This repository contains a setup script for transforming existing JSON datasets following the QADO process of automatic RML-driven data transformation to an RDF representation. The result of the process is stored as a release of this repository. It doesn’t include the validation of the SPARQL queries.
For the transformation process from JSON to RDF, the following services originating from the QADO initiative are used:
-
QADO Question Answering RDFizer (basic JSON benchmark to RDF mapping)
-
QADO SPARQL Query Analyser (extending SPARQL query objects with statistics)
-
QADO SPARQL Query Validator (validation of the results of the included SPARQL queries)

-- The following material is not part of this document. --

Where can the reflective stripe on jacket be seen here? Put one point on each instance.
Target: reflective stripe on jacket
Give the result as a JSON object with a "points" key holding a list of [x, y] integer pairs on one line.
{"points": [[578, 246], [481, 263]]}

Additionally, GraphDB instance is used temporarily for storing QADO data, accessible during build process at http://localhost:7200.
sequenceDiagram
participant Host
participant RDFizer
participant SPARQLQueryAnalyser
participant SPARQLProcessor
participant SPARQLQueryValidator
Host ->> RDFizer: Convert JSON to RDF
RDFizer -->> Host: Response with RDF triples
Host ->> GraphDB: Store triples to DB
GraphDB -->> Host: Storing finished
Host -) SPARQLQueryAnalyser: Request SPARQL query statistics generation
SPARQLQueryAnalyser ->> GraphDB: Fetch SPARQL queries
GraphDB -->> SPARQLQueryAnalyser: Response with all SPARQL queries
SPARQLQueryAnalyser ->> SPARQLProcessor: Process SPARQL queries
SPARQLProcessor ->> GraphDB: Upload additional properties
GraphDB -->> SPARQLProcessor: Upload finished
SPARQLProcessor -->> SPARQLQueryAnalyser: Processing finished
SPARQLQueryAnalyser --) Host: SPARQL query statistics generation finished
Host ->> SPARQLQueryValidator: Validating SPARQL queries
SPARQLQueryValidator ->> GraphDB: store validation timestamps
GraphDB -->> SPARQLQueryValidator: timestamps stored
SPARQLQueryValidator -->> Host: SPARQL query validation finished
Host ->> GraphDB: Export full dataset
GraphDB -->> Host: QADO dataset as RDF triples
Inside the datasets
directory all tested benchmarks are provided that can be integrated into the
QADO dataset. If you want to add additional benchmarks, provided a valid
RDFizer payload as a new
JSON file.
git clone https://github.com/WSE-research/QADO-deploy-prefilled-triplestore.git
./deploy.sh
The script generates a ZIP file qado-benchmark.zip
containing the full dataset (full-qado.ttl
) and all supported
benchmarks as separated files in a subdirectory named datasets
. If you run the script with the parameter --validate
you will validate the results of all included SPARQL queries. This behaviour is disabled per default to increase the
build time.
Feel free to contribute via a fork and a pull request to this repository. You also might create an issue.